名将・馬淵史郎監督も絶賛の「二刀流」山形中央・武田陸玖 最後の夏へ、投手として見せたいボールと打者としての課題は?

  • 菊地高弘●文・写真 text & photo by Kikuchi Takahiro

【名将・馬淵監督が「ちょっと違う」と絶賛】

「いろんな人から『すごいね』って言われるんですけど、何を意識してるのかと聞かれても答えられないんです」

 この言葉に、山形中央の武田陸玖(りく)という選手のすべてが集約されているように感じた。

――本能でプレーする天才。

 武田を初めて見た時、そんな印象を受けたのを覚えている。

投打で高い評価を得ている山形中央の武田陸玖(りく)投打で高い評価を得ている山形中央の武田陸玖(りく)この記事に関連する写真を見る 武田は4月に実施されたU18日本代表候補選手強化合宿で、もっとも株を上げた存在だろう。

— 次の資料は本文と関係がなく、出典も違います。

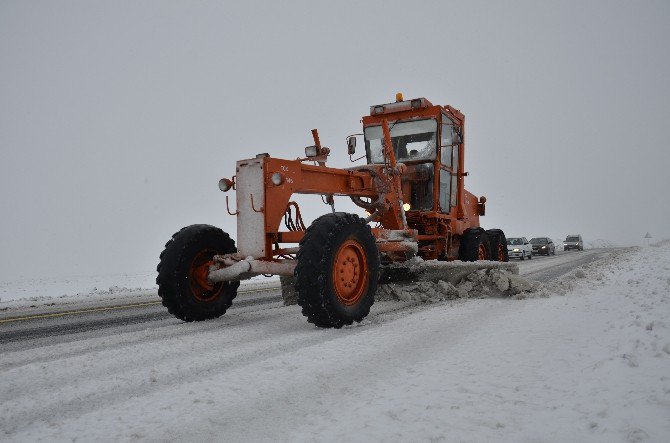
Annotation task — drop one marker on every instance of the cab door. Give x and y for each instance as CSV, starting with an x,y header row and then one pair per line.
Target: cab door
x,y
449,140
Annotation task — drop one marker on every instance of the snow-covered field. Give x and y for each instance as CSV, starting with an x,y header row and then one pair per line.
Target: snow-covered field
x,y
587,359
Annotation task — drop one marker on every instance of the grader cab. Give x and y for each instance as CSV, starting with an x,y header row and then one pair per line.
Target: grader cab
x,y
411,188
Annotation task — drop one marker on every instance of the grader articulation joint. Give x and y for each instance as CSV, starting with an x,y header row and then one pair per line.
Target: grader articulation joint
x,y
412,187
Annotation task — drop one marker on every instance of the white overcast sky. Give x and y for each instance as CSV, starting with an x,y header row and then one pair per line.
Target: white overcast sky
x,y
117,118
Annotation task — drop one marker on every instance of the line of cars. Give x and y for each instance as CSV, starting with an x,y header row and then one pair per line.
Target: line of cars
x,y
521,248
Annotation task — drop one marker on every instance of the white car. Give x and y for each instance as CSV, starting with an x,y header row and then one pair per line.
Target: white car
x,y
519,247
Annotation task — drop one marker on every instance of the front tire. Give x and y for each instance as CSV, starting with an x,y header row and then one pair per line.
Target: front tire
x,y
337,270
183,269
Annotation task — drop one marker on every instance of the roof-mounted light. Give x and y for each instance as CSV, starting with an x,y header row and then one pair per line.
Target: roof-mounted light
x,y
406,105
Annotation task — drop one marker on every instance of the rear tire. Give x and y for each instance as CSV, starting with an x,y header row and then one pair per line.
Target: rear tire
x,y
182,274
498,245
475,245
337,270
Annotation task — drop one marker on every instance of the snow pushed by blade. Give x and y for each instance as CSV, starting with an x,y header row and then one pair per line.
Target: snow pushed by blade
x,y
492,282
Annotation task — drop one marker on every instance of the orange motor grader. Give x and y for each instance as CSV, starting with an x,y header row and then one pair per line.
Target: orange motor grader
x,y
411,187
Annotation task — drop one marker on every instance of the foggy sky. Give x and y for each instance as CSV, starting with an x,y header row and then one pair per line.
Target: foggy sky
x,y
117,119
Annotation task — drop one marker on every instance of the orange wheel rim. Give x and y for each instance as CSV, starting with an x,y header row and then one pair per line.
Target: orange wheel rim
x,y
350,273
201,288
481,254
501,253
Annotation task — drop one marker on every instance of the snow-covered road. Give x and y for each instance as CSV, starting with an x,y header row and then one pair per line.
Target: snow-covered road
x,y
592,365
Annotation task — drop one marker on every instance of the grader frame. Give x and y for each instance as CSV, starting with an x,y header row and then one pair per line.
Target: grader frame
x,y
348,276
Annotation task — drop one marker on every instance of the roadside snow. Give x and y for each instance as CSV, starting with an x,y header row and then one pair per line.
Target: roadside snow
x,y
590,365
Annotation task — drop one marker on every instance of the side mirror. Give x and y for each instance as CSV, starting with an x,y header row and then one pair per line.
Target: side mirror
x,y
351,145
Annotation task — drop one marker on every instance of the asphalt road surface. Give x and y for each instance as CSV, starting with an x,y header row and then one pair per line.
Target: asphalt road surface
x,y
37,328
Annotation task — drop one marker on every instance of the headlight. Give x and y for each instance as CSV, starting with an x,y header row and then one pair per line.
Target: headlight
x,y
277,178
311,151
225,184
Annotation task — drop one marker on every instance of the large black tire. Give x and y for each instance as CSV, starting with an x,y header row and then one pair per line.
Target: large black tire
x,y
474,245
498,243
343,242
182,273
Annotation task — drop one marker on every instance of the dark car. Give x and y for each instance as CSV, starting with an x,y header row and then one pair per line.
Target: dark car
x,y
543,246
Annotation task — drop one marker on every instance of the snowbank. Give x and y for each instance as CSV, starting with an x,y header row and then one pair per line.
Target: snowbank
x,y
590,364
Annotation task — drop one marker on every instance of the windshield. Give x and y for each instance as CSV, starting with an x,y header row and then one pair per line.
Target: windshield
x,y
412,140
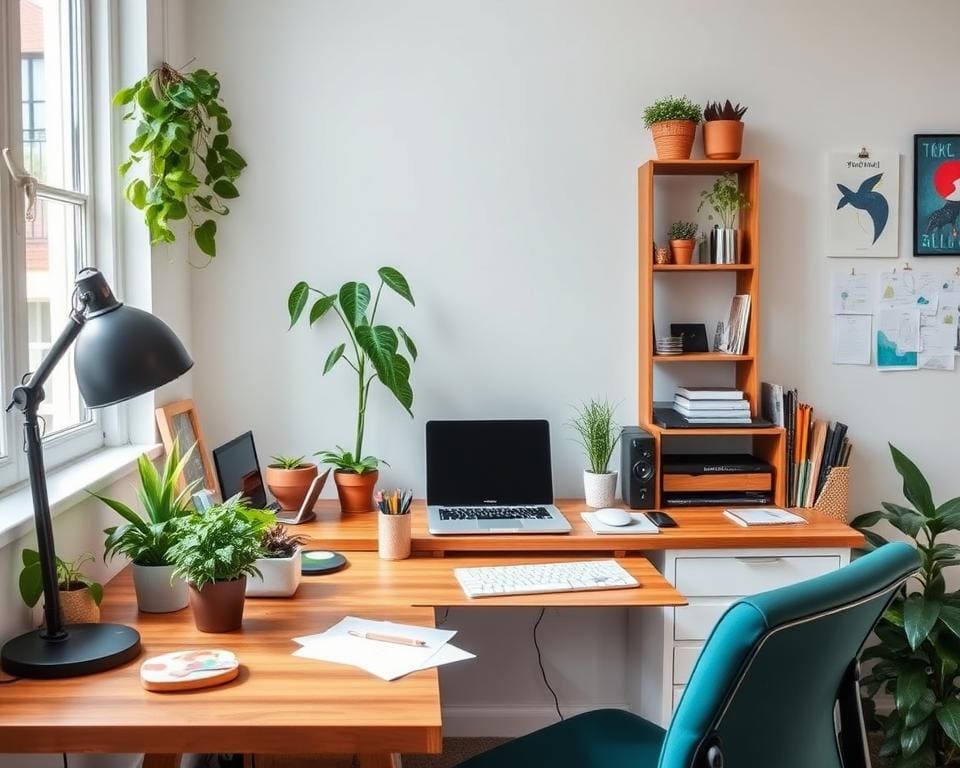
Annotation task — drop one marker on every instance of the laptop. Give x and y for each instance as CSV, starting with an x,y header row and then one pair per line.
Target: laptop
x,y
490,477
238,472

山形中央では3年春まで甲子園出場はなし。身長174センチ、体重75キロと体格的にも平凡。それでも、打っては類まれな対応力でヒット性の打球を連発し、投げては捕手に向かって加速するような好球質のストレートを披露。50メートル走のタイムは計ったことがないそうだが、30メートル走のタイムは3秒85。身体能力は高い。

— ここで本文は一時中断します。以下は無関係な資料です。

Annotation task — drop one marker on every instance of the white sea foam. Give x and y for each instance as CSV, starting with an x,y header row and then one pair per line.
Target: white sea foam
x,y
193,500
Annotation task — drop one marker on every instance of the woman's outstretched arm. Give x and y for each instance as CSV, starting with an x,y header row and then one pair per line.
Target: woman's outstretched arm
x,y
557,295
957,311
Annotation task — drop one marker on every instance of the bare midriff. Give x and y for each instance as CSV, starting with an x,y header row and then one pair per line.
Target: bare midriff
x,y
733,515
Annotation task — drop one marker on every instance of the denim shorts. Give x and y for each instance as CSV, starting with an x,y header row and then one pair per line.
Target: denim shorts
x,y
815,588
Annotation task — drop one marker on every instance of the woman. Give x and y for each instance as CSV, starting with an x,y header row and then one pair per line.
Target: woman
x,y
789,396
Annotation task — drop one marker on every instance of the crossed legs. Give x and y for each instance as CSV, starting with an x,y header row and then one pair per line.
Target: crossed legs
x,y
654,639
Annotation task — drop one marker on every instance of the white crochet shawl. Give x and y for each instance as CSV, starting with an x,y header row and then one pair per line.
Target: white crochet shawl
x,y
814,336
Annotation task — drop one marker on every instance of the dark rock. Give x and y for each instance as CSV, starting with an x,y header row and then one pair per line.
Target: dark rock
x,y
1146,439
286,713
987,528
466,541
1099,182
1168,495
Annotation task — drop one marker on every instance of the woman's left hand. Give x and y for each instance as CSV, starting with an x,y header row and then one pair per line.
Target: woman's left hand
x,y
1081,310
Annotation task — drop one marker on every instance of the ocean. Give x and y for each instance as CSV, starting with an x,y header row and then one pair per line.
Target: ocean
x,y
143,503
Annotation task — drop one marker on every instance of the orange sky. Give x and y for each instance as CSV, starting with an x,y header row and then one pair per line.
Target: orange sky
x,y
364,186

 U18代表監督の馬淵史郎監督(明徳義塾)は武田の投打のポテンシャルを評価し、「ちょっと違うなと思った」と絶賛した。

 特に鮮烈だったのは打撃面だ。快速球にも鋭い変化球にも反応して、バットの芯でとらえる。どんな感覚で打っているのか本人に尋ねたところ、冒頭の答えが返ってきた。打席内で考えていることは、「タイミングを合わせることくらい」だという。

 重ねて「打席であれこれ考えると打てないですよね?」と聞くと、武田は笑いながら「はい」と答えた。目元が細く、元横綱の朝青龍を彷彿とさせる愛嬌のある笑顔は、不思議と周囲の人間に安らぎを与える。

 本人は強い"二刀流"志望だ。投手と野手のどちらがやっていて楽しいかと尋ねても、武田は「どっちもです!」と力強く即答した。

 左投左打の外野手として成功する可能性は高いが、成長中の投手としての資質も捨てがたい。そんな特性も含めて、矢澤宏太(日本ハム)とよく似ている。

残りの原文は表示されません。